### HEADER #####################################################################
##' @title Choose clusters and select determinant species
##'
##' @name PRE_FATE.speciesClustering_step2
##'
##' @author Maya Guéguen
##'
##' @description This script is designed to obtain functional groups by : 1)
##' selecting the number of clusters to be kept from an object obtained with
##' the \code{\link{PRE_FATE.speciesClustering_step1}} function ; 2) refining
##' these groups by identifying determinant species in each of them.
##'
##' @param clust.dendrograms a dendrogram, or a \code{list} of dendrograms (one
##' for each \code{GROUP} value). \cr Such an object can be obtained
##' with the \code{\link{PRE_FATE.speciesClustering_step1}} function.

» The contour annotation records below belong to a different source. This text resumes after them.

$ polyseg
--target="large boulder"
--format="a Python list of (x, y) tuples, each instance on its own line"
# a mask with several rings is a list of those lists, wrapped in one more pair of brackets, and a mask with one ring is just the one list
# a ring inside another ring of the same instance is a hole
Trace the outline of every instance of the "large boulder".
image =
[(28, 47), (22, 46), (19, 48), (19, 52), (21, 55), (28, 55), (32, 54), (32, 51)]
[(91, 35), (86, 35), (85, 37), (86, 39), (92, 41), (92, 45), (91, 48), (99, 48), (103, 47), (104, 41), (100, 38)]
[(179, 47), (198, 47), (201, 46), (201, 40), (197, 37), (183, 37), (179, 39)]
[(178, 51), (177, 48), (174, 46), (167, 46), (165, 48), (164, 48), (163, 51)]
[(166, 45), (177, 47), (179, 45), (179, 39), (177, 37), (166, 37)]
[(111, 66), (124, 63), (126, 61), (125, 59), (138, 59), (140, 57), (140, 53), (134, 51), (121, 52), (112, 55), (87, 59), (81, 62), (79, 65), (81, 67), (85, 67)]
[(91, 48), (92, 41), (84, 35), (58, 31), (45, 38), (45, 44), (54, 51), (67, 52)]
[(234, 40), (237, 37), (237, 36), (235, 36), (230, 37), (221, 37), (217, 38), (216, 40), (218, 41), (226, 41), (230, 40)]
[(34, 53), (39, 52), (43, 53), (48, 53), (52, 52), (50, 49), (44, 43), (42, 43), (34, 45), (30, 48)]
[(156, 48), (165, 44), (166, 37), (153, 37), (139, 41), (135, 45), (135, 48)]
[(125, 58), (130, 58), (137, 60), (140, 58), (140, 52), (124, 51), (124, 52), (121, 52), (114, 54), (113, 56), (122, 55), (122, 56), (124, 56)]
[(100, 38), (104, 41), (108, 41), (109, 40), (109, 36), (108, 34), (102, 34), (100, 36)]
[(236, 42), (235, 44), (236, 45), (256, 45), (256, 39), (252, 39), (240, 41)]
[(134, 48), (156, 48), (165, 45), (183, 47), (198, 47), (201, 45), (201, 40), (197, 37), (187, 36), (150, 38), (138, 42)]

##' @param no.clusters an \code{integer}, or a \code{vector} of \code{integer}
##' (one for each \code{GROUP} value), with the number of clusters to be kept
##' @param mat.species.DIST a \code{dist} object, or a \code{list} of
##' \code{dist} objects (one for each \code{GROUP} value), corresponding to the
##' distance between each pair of species. \cr Such an object can be obtained
##' with the \code{\link{PRE_FATE.speciesDistance}} function.
##'
##'
##' @details
##'
##' This function allows to obtain a classification of \strong{dominant}
##' species into Plant Functional Groups (PFG), and the \strong{determinant}
##' species based on these PFG. \cr \cr
##'
##' \strong{What is the difference between \code{dominant} and
##' \code{determinant} species ?}
##'
##' \itemize{
##' \item{\strong{Dominant} species are species representative of an
##' environment or a studied area, in terms of number of releves or
##' abundance values. They can be found with the
##' \code{\link{PRE_FATE.selectDominant}} function of this package. These
##' dominant species are used to build PFG with the
##' \code{\link{PRE_FATE.speciesClustering_step1}} function.
##' }
##' \item{Once PFG are built, \strong{determinant} species are defined as
##' refined subsets of dominant species within each PFG. \cr The process is
##' detailed below :
##' \itemize{
##' \item each dominant species is assigned to a PFG
##' \item within each PFG :
##' \itemize{
##' \item for each species, compute its mean distance to the other
##' species within the PFG (\code{sp.mean.dist})
##' \item calculate the mean value of all these mean distances
##' (\code{allSp.mean})
##' \item calculate the deviation values around this mean value
##' (\code{allSp.min} and \code{allSp.max})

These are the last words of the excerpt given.